The rule, 2021R-08F, is to be posted on the Federal Register on Monday.

The posting on the ATF website reads:

“This rule is effective the date it is published in the Federal Register. Any weapons with “stabilizing braces” or similar attachments that constitute rifles under the NFA must be registered no later than 120 days after date of publication in the Federal Register; or the short barrel removed and a 16-inch or longer rifle barrel attached to the firearm; or permanently remove and dispose of, or alter, the “stabilizing brace” such that it cannot be reattached; or the firearm is turned in to your local ATF office. Or the firearm is destroyed.”

The proposed rule implemented a standard called “Worksheet 4999,” which used a point system to determine if a gun featuring a pistol brace would be classified as a short barreled rifle (SBR).

The ATF chose a different direction, however, and will now classify virtually every pistol with a brace as an SBR.

The new regulation will impact millions of law-abiding Americans who now have pistol stabilizing devices, and it is a sweeping change for the official designation of firearms.

What were before considered to be pistols will now be categorized and regulated as SBRs and fall under the National Firearms Act (NFA).

The rule basically asserts that any weapon that is designed, redesigned, manufactured or modified to be fired from the shoulder will now legally be an SBR.

There is also the possibility that if a firearm only features a surface area that could permit it to be fired from the shoulder, then it may fall under the definition of an SBR.

The ATF will consider any pistol with a length of pull equivalent to that of a rifle to be an SBR.

Further, the addition of an optic device on a pistol that requires eye relief in the same fashion as a rifle will be an SBR. Merely the addition of a scope is apparently enough to warrant the change in designation.

The agency will study how the weapons manufacturer markets their legal products to determine if adding a particular device to the weapon makes it an SBR. It will also consider how the shooting community utilizes the weapon and could change classifications even if individual shooters use it as the manufacturer intended.

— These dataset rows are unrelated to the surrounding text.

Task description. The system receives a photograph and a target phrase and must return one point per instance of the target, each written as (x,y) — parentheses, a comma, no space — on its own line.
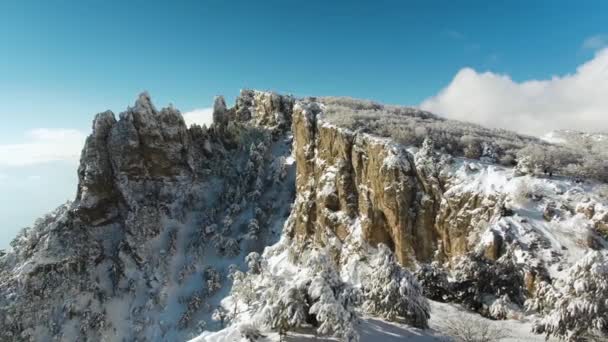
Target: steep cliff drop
(166,214)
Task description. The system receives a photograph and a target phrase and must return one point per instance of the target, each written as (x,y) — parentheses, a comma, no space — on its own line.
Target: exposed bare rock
(135,243)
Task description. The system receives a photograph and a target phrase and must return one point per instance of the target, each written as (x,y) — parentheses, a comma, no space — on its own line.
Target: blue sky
(64,61)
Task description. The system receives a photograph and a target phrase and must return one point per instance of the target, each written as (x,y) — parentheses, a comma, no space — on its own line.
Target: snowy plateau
(316,219)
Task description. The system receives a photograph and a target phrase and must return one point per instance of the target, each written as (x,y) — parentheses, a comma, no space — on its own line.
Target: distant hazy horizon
(523,66)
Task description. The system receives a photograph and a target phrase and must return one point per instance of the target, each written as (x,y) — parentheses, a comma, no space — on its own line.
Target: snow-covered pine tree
(221,316)
(391,291)
(332,299)
(576,306)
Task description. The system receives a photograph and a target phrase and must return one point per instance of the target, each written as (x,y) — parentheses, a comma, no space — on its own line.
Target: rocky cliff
(162,210)
(398,197)
(164,213)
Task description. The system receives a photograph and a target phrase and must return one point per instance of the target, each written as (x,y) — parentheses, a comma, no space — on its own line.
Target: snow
(372,329)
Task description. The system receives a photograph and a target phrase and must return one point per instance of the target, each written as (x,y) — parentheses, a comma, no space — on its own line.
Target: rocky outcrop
(347,180)
(157,204)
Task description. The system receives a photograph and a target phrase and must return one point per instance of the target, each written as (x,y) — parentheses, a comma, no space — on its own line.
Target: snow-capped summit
(317,215)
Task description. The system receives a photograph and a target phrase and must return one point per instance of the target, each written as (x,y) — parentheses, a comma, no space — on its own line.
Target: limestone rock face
(396,197)
(141,229)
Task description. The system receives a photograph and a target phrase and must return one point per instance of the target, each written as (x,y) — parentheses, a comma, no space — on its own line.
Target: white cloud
(457,35)
(574,101)
(596,42)
(43,145)
(203,116)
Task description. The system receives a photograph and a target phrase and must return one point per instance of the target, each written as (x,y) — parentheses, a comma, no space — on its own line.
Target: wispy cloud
(572,101)
(43,145)
(454,34)
(596,42)
(202,116)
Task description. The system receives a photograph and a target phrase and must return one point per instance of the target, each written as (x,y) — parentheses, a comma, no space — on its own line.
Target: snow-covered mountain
(284,216)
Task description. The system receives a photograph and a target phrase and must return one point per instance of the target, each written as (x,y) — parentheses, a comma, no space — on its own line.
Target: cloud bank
(576,101)
(203,116)
(43,145)
(596,42)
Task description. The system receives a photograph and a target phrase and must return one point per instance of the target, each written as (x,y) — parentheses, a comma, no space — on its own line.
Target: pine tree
(392,292)
(575,307)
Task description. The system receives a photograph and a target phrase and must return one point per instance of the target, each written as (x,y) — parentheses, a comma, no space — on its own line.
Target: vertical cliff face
(161,211)
(347,179)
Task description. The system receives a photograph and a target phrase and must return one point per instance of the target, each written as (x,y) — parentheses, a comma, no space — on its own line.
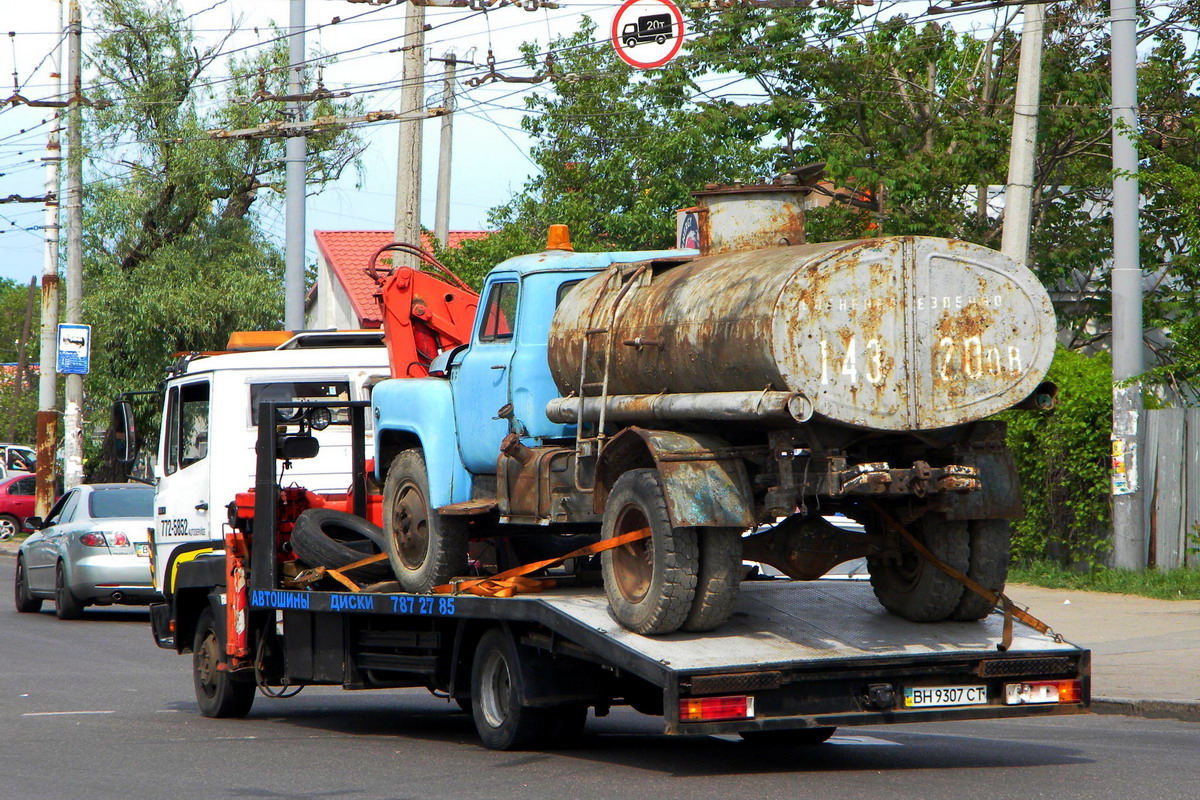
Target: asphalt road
(94,710)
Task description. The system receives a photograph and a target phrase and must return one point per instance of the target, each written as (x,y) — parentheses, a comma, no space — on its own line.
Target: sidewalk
(1145,653)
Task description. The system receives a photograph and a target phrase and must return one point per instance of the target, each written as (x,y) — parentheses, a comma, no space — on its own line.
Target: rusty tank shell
(893,334)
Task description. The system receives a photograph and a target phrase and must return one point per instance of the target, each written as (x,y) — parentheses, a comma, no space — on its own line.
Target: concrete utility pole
(1129,548)
(1023,150)
(442,214)
(72,419)
(47,379)
(295,179)
(412,102)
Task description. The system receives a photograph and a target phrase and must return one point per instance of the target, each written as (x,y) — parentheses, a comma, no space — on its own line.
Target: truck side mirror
(295,446)
(124,434)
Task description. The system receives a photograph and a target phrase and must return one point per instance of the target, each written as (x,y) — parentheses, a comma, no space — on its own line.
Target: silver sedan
(91,549)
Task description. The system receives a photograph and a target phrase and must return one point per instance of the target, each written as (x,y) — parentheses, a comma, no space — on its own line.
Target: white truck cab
(207,441)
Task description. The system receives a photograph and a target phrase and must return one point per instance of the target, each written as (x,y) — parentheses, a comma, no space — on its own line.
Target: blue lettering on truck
(408,605)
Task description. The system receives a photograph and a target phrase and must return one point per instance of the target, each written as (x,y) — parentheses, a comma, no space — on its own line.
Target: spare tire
(334,539)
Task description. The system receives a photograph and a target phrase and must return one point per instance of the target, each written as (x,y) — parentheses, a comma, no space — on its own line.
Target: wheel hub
(634,563)
(411,527)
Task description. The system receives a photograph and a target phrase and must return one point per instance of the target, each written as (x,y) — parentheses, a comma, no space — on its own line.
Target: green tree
(175,256)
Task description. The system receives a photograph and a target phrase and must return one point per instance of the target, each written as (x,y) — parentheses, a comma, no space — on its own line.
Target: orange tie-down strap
(995,597)
(513,582)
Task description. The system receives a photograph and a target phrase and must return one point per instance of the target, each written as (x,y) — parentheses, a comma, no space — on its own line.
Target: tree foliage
(1063,459)
(175,254)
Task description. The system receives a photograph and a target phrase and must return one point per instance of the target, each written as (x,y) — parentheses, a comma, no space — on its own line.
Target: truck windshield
(125,501)
(299,391)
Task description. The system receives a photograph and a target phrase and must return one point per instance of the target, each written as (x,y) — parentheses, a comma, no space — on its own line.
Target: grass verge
(1161,584)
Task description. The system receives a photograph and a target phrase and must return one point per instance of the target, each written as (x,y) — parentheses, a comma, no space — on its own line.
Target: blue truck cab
(456,419)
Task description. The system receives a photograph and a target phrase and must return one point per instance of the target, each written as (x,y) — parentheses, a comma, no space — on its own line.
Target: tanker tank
(893,334)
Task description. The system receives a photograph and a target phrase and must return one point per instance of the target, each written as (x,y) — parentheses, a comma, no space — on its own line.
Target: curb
(1149,709)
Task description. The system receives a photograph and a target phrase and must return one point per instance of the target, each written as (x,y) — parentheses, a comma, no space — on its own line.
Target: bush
(1063,459)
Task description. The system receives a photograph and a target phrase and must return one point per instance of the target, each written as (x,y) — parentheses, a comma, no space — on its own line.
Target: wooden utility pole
(72,417)
(412,100)
(47,379)
(442,212)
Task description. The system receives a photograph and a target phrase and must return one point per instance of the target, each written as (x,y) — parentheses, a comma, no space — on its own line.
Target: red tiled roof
(346,252)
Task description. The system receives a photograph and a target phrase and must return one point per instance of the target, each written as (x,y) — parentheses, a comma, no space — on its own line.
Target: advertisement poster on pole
(647,32)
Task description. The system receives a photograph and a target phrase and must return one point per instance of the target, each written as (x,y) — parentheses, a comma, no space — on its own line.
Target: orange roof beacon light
(559,238)
(244,341)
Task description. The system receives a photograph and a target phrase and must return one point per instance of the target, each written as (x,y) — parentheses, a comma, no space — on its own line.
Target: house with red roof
(343,298)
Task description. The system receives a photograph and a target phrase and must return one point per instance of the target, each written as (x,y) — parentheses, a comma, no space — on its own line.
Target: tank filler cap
(559,238)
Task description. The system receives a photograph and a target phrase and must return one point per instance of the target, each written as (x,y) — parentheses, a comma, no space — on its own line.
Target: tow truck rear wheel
(990,541)
(216,692)
(425,548)
(498,679)
(910,585)
(651,583)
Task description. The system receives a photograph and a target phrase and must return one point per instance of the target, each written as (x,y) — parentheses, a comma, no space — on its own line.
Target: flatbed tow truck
(793,662)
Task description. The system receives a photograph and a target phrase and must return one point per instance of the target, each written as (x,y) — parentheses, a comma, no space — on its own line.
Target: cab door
(185,525)
(481,382)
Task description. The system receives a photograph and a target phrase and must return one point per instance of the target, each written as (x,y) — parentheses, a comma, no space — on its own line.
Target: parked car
(91,549)
(16,504)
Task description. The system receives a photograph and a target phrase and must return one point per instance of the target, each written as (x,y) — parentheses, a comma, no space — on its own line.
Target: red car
(16,503)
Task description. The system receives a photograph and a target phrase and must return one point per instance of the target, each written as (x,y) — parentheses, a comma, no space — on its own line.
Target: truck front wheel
(910,585)
(425,548)
(216,692)
(651,583)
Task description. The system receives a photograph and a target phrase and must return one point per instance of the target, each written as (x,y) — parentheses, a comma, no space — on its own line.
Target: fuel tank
(893,334)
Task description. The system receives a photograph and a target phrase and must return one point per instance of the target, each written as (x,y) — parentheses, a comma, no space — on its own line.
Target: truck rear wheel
(912,587)
(990,541)
(651,583)
(425,548)
(717,581)
(216,692)
(498,678)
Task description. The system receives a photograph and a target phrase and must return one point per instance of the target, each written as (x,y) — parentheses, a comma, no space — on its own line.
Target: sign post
(75,349)
(647,32)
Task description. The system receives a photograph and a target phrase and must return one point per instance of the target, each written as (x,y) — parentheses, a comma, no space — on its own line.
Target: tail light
(711,709)
(1043,691)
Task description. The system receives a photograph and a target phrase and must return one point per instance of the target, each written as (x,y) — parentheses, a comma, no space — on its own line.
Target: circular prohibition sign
(647,34)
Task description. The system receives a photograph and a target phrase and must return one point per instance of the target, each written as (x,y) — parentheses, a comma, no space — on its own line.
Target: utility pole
(1023,150)
(47,380)
(412,100)
(72,417)
(295,179)
(1129,549)
(442,212)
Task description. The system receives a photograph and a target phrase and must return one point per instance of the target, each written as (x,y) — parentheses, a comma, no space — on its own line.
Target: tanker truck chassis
(697,397)
(793,662)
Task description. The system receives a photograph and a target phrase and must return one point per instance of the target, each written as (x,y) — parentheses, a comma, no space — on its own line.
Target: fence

The ATF appeared to make an exception for stabilizing braces designed and intended for persons with disabilities and not for shouldering a firearm as a rifle. The agency’s posting specifically described such devices as “designed to conform to the arm and not as a buttstock.”

The latest regulation to deprive gun owners of their rights will not go unchallenged. Gun Owners of America’s Erich Pratt noted that the government “continues to find ways to attack gun owners,” and this latest attempt will be stridently opposed.

He vowed the organization will collaborate with its industry partners and a suit will be filed shortly.

Lawmakers and the ATF continually act to make criminals out of law-abiding citizens. The Second Amendment is in effect, and as long as it remains a part of the Constitution, opponents of gun rights insist on slicing pieces of it away at every turn.

And with these new restrictions on pistol stabilizing braces, it is the duty of freedom loving Americans to resist these encroachments on our precious liberties.